Measuring Wellbeing


thriving-livesMuch of the Relationships Foundation’s current interest in family policy is a development of an early study − Thriving lives: which way for wellbeing? −  which demonstrated that the individual pursuit of happiness is no guarantee to increasing our long-term well-being. Rather, our personal well-being is inextricably bound-up with other people and their responses to us. Once people realise that happiness is not possible without other people and that everyone is responsible to other people for it, this has major implications on the way we live. Suddenly, we move from a what’s-in-it-for-me approach to what can I do for you? Our happiness is then a result of giving to others. How we handle ourselves becomes very significant as this affects how other people treat us.
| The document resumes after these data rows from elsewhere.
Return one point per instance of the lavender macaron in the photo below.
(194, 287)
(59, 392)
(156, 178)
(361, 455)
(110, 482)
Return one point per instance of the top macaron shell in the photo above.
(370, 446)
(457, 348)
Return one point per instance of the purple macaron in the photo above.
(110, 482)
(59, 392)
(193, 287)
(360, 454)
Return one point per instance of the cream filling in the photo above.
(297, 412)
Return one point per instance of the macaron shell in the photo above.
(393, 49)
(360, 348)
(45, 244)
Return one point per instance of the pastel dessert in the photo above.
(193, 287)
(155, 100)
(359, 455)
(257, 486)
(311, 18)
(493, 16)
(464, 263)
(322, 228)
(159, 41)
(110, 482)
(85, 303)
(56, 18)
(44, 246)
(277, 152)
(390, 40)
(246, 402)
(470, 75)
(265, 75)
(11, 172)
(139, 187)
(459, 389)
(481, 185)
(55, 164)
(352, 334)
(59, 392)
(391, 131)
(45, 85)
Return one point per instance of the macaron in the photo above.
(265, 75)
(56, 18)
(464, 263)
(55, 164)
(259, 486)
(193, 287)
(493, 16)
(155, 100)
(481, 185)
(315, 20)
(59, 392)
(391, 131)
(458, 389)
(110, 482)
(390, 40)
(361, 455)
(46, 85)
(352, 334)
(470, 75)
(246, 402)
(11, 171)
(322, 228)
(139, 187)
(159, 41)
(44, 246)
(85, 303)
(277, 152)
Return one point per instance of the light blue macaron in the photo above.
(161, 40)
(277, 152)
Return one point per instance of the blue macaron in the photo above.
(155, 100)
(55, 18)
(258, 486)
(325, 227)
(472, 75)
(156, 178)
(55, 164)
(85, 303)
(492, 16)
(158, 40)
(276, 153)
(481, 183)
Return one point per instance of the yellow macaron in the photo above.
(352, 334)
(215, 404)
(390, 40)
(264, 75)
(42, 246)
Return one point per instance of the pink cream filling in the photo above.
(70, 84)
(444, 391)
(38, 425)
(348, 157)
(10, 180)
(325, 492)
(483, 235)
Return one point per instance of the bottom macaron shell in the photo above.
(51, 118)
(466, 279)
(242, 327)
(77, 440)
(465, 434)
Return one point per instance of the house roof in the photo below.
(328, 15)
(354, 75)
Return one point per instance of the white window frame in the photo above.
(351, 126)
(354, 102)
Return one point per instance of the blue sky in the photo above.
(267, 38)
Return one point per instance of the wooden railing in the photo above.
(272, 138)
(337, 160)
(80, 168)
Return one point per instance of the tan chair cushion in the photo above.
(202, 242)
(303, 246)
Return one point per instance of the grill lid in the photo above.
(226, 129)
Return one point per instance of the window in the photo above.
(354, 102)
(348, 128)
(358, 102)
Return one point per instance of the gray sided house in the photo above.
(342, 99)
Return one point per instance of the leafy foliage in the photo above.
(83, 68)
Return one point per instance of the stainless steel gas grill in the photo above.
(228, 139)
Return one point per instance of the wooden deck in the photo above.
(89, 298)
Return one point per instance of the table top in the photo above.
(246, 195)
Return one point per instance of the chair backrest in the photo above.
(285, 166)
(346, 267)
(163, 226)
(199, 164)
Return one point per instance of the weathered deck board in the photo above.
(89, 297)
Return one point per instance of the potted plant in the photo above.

Most of our sense of wellbeing comes from our connections with other people – like family, friends, local community, work colleagues, even the nation as a whole. But, ironically, to benefit from these relationships we need to invest in them without thinking of our own gain. We need to change the way we live if we wish to experience long-term happiness. Just as we all realise the need to do our bit for the environment – the same is true for society – we need to start putting others first if all of us, and our children, in years from now, are to have wellbeing. Making choices for wellbeing is a personal responsibility but government has a part to play in creating an environment that helps our relationships to flourish. One thing that Government can do is encourage our motivation to invest in relationships. Another is to ensure that we’ve all got the opportunity – to develop relationships, which takes the debate into areas such as marriage, working patterns and pay differentials, building social skills through education, creating relationships between criminals and society and even housing planning. The third is to provide the support for relationships, whether supporting existing relationships or helping to build relationships for those who are excluded or alone. The report didn’t dictate what people should do to achieve wellbeing, but pointed out that people can’t experience well-being without their social relationships flourishing. Instead, we need to focus on what all of us – individuals, businesses, media, government – can do to encourage relationships and build a healthy society that will result in greater well-being for everyone.

We recognise that welcome progress has been made by the Office of National Statistics with measuring wellbeing on a national scale.